Heh, a buddy of mine was supposed to read it as an assignment for school, but he didn't manage to finish it. So he held his speech about the book without even reading the book. This is how well that went:

Him: In the end the main character buys Tom back and sets him free.
Teacher: No, Tom dies.
Him: No he gets rescued,
Teacher: No, he died.
Him: No he didn't
Teacher: Yes he did

After that I think the guy gave up. Needless to say, he was a bit embarrassed after that.


----------



## garcia3441 (Jan 6, 2007)

How I got around reading it.

http://www.cliffsnotes.com/WileyCDA/LitNote/id-155.html


----------



## Drew (Jan 6, 2007)

http://www.sevenstring.org/forum/showthread.php?t=16163

Your last thread on this book. Linked because I said everything I want to say about that book there.


----------



## Ken (Jan 6, 2007)

Kevan said:


> I thought this was about the song by Warrant.
> 
> My bad.



 me too. I was about to get


----------



## ohio_eric (Jan 6, 2007)

Drew said:


> It's like 1800's emo, just without razors.


----------



## Kevan (Jan 7, 2007)

Ken Burtch said:


> me too. I was about to get


For Ken:
http://www.youtube.com/watch?v=Cyvl6rdaJeo


----------



## Naren (Jan 7, 2007)

Makelele said:


> Heh, a buddy of mine was supposed to read it as an assignment for school, but he didn't manage to finish it. So he held his speech about the book without even reading the book. This is how well that went:
> 
> Him: In the end the main character buys Tom back and sets him free.
> Teacher: No, Tom dies.
> ...



 I hope that guy failed miserably.


----------



## Ken (Jan 7, 2007)

Kevan said:


> For Ken:
> http://www.youtube.com/watch?v=Cyvl6rdaJeo



Fuck. Yeah.  

Almost, ALMOST, makes me want another sixxer with just a humbucker. The only thing stopping me is the fact that I'm going bald, so I can only grow a skullet, and only Devin Townsend can make that work.


----------



## distressed_romeo (Jan 7, 2007)

Naren said:


> I hope that guy failed miserably.



It's no worse than some degree-level English students I've seen!


----------



## Naren (Jan 7, 2007)

distressed_romeo said:


> It's no worse than some degree-level English students I've seen!

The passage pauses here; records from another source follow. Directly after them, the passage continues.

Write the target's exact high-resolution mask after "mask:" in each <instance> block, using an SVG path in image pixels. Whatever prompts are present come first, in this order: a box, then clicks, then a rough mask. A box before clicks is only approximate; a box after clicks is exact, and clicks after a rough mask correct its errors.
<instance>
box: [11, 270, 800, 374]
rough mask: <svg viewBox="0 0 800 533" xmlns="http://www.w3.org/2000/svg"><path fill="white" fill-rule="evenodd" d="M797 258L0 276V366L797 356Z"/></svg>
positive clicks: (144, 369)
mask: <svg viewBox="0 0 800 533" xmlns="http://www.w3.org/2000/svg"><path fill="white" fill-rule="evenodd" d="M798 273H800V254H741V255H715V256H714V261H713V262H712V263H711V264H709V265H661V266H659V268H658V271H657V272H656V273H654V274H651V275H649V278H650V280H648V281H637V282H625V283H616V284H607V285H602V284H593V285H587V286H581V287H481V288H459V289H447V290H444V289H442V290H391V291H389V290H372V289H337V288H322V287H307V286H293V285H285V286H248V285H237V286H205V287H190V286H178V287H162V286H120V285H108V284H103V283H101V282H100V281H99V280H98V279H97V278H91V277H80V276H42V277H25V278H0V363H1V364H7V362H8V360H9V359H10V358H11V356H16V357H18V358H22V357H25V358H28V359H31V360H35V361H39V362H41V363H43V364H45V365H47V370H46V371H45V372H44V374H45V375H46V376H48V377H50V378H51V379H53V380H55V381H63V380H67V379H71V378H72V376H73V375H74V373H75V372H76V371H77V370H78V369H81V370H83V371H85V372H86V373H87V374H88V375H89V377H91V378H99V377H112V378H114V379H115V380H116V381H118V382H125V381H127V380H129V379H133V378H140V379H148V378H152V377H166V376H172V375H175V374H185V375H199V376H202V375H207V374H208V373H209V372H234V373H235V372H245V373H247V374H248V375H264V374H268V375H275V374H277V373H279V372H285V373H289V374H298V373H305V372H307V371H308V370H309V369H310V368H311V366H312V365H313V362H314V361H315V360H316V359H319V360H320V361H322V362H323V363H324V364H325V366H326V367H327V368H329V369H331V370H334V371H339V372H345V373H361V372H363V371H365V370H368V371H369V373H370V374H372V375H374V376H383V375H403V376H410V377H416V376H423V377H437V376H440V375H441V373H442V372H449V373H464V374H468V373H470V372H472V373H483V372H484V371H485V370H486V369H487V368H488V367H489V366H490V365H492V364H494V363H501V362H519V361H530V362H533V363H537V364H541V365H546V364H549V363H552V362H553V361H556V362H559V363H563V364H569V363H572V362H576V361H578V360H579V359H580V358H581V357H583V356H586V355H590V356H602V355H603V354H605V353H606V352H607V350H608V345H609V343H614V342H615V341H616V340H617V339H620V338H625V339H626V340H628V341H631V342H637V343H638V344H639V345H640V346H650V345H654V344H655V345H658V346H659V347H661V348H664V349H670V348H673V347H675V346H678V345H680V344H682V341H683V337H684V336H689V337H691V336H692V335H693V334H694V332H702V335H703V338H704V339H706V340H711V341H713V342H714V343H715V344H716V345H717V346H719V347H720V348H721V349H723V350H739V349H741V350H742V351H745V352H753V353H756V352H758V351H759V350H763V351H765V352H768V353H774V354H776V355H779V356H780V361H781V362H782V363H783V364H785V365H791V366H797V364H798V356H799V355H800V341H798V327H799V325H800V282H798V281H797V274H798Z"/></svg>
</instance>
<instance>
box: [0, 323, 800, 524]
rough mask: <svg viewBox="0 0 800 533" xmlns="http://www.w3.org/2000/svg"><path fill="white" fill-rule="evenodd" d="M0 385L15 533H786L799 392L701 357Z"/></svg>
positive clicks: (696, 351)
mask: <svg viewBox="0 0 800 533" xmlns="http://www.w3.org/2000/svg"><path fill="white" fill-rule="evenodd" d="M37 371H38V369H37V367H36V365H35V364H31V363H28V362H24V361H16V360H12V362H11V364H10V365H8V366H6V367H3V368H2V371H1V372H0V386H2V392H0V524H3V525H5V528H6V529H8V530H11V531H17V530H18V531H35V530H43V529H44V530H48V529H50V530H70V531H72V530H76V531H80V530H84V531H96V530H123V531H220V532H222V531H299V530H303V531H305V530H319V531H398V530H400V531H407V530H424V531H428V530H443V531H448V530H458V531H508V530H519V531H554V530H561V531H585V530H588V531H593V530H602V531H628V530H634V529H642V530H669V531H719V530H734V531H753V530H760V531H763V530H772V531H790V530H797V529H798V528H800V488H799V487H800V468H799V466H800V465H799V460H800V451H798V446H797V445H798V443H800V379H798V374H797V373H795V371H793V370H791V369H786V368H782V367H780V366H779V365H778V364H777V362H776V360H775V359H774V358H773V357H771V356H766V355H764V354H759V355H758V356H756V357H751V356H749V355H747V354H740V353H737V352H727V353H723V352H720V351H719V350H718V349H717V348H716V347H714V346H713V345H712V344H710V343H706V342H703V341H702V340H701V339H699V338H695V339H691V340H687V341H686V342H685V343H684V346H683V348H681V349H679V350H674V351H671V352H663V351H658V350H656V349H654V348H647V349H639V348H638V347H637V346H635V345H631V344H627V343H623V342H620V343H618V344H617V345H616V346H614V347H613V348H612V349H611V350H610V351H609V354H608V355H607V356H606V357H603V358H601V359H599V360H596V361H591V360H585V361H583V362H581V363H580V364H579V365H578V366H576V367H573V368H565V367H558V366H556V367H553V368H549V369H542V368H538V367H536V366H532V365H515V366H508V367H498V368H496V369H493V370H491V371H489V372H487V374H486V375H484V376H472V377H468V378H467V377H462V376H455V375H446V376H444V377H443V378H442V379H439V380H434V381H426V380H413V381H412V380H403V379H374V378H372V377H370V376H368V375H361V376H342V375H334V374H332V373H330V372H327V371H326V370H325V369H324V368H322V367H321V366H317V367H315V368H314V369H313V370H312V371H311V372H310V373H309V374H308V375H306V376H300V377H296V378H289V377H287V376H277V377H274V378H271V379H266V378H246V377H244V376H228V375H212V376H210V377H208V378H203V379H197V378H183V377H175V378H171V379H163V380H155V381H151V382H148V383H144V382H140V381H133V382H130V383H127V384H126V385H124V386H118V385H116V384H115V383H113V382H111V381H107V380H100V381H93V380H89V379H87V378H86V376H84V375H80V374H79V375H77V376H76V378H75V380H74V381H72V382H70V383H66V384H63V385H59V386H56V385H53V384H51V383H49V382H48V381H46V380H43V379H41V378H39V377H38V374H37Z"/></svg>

Yeah, and they fail all their classes. I remember there being a few kids like that in some literature classes I was in. The ones who just didn't read the book failed the essay/exam and the ones who plagiarized were kicked out of the class and the teacher pursued kicking them out of the university. I liked that teacher.


----------



## Kevan (Jan 7, 2007)

Now that I think about it, the book and the song/video are very similar. 
The song just has more pinch harmonics.


----------



## Buzz762 (Jan 7, 2007)

Makelele said:


> Heh, a buddy of mine was supposed to read it as an assignment for school, but he didn't manage to finish it. So he held his speech about the book without even reading the book. This is how well that went:
> 
> Him: In the end the main character buys Tom back and sets him free.
> Teacher: No, Tom dies.
> ...



I'd have tried to spin it like: "The only true freedom is in death."

I've not read many books I was supposed to read and relied entirely on the summaries I could find online and the movies if there are any. So far it's been pretty effective, but I haven't had to do any presentations like that. It works fine for in-class discussion if you are a quick thinker, though.


----------